Robot beroda ini dapat mengukur suhu pasien dan menangani kebutuhan yang memerlukan interaksi. Keberadaan robot ini diyakini dapat mengurangi risiko terpaparnya petugas medis. Tim yang menciptakan robot itu pun saat ini sedang berupaya untuk membuat robot ini lebih berguna, sehingga mereka dapat menjalankan sejumlah tugas.

Seperti mengirimkan makanan, membersihkan, dan menangani pekerjaan lainnya. Robot robot ini pada awalnya dirancang hanya untuk memantau pemulihan pasien stroke. Namun mahasiswa teknik di Chulalongkorn University di Bangkok memodifikasi robot ini menjadi robot medis untuk membuat mereka bisa berguna pula bagi pasien yang terinfeksi corona.

Tidak hanya dapat mengukur suhu pasien, robot ini juga bisa melindungi keselamatan petugas medis dengan mengurangi interaksi tim medis dengan pasien.
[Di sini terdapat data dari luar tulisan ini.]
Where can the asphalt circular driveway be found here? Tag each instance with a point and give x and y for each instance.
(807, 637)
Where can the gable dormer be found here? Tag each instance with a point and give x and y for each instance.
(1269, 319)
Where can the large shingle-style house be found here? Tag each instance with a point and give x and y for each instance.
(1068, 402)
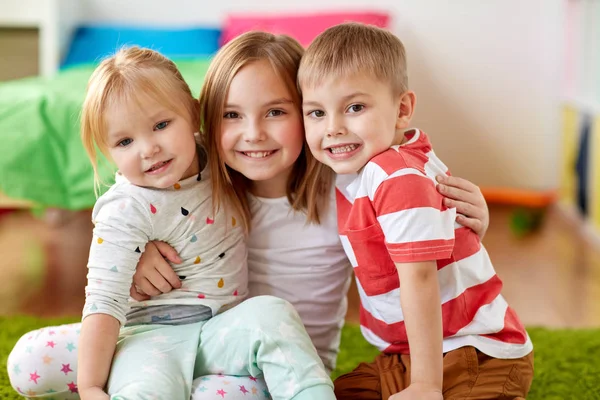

Robot ninja ini dipasang di atas roda untuk memudahkan pergerakan, mereka juga memiliki layar, yang memungkinkan dokter untuk melakukan video call dengan pasien yang sakit. Mereka disebut robot ninja karena memiliki warna hitam dan bentuknya menyerupai ninja.

Profesor Viboon Sangveraphunsiri dan timnya saat ini telah memperkenalkan robot itu pada empat rumah sakit di Thailand. Mereka juga berencana untuk mengirim robot ninja ini ke 10 rumah sakit tambahan di negara itu. Tim pun saat ini sedang mengerjakan versi lainnya dari robot ini yang dapat digunakan untuk mengirimkan makanan dan obat obatan kepada pasien yang sakit dan untuk melakukan disinfeksi rumah sakit.